The metal-containing films or metal-containing layers resulting from the processes discussed above may include a pure metal (M), metal silicate (M _k Si|), metal oxide (M _n O _m ) or metal oxynitride (M _x N _y O _z ) film wherein M = Mn, Fe, Co, Ni, Ru, and Pd and k, I, m, n, x, y, and z are integers which inclusively range from 1 to 6. Preferably M is Ni, Co, or Pd. Preferably, the metal-containing films are selected from a palladium film, cobalt film, nickel film, PdO film, NiO film, CoSi film, NiSi film, and Ni ₂ O ₃ film. One of ordinary skill in the art will recognize that by judicial selection of the appropriate metal-containing precursor, optional second metal- containing precursors, and co-reactant species, the desired film

composition may be obtained. EXAMPLES

The following non-limiting examples are provided to further illustrate embodiments of the invention. However, the examples are not intended to be all inclusive and are not intended to limit the scope of the inventions described herein.

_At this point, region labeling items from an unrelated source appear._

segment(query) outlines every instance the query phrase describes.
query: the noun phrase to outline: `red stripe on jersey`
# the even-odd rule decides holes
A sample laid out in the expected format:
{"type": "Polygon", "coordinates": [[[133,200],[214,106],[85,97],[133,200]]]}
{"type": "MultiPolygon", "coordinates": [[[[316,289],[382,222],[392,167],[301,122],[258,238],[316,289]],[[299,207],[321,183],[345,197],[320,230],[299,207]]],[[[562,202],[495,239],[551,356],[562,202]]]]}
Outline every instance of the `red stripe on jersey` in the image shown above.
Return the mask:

Example: bis(4N-(alkylamino)pent-3-en-2-onato) Nickel (II)

Synthesis and testing was performed on Compound (I), wherein M = Ni, R ² and R ³ = H, R ⁴ = Me, and R ¹ = Et, nPr, iPr, or nBu and on

Compound (I), wherein M = Ni, R ² and R ³ = H, R ⁴ = iBu, and R ¹ = Et or nPr. High purity solid compounds were obtained. Thermogravimetric analysis of these compounds provided a smooth mass loss and single step transition without any inflection points. All compounds had relatively low residue levels (all less than 10%, with most less than 5%) and melting points (all below 160 ⁰ C, most below 75°C).

ALD deposition of a nickel-containing layer was performed on SiO ₂ , SiH, Au/Pd, and Pd substrates.

Preferred processes and apparatus for practicing the present invention have been described. It will be understood and readily apparent to the skilled artisan that many changes and modifications may be made to the above-described embodiments without departing from the spirit and the scope of the present invention. The foregoing is illustrative only and that other embodiments of the integrated processes and apparatus may be employed without departing from the true scope of the invention defined in the following claims.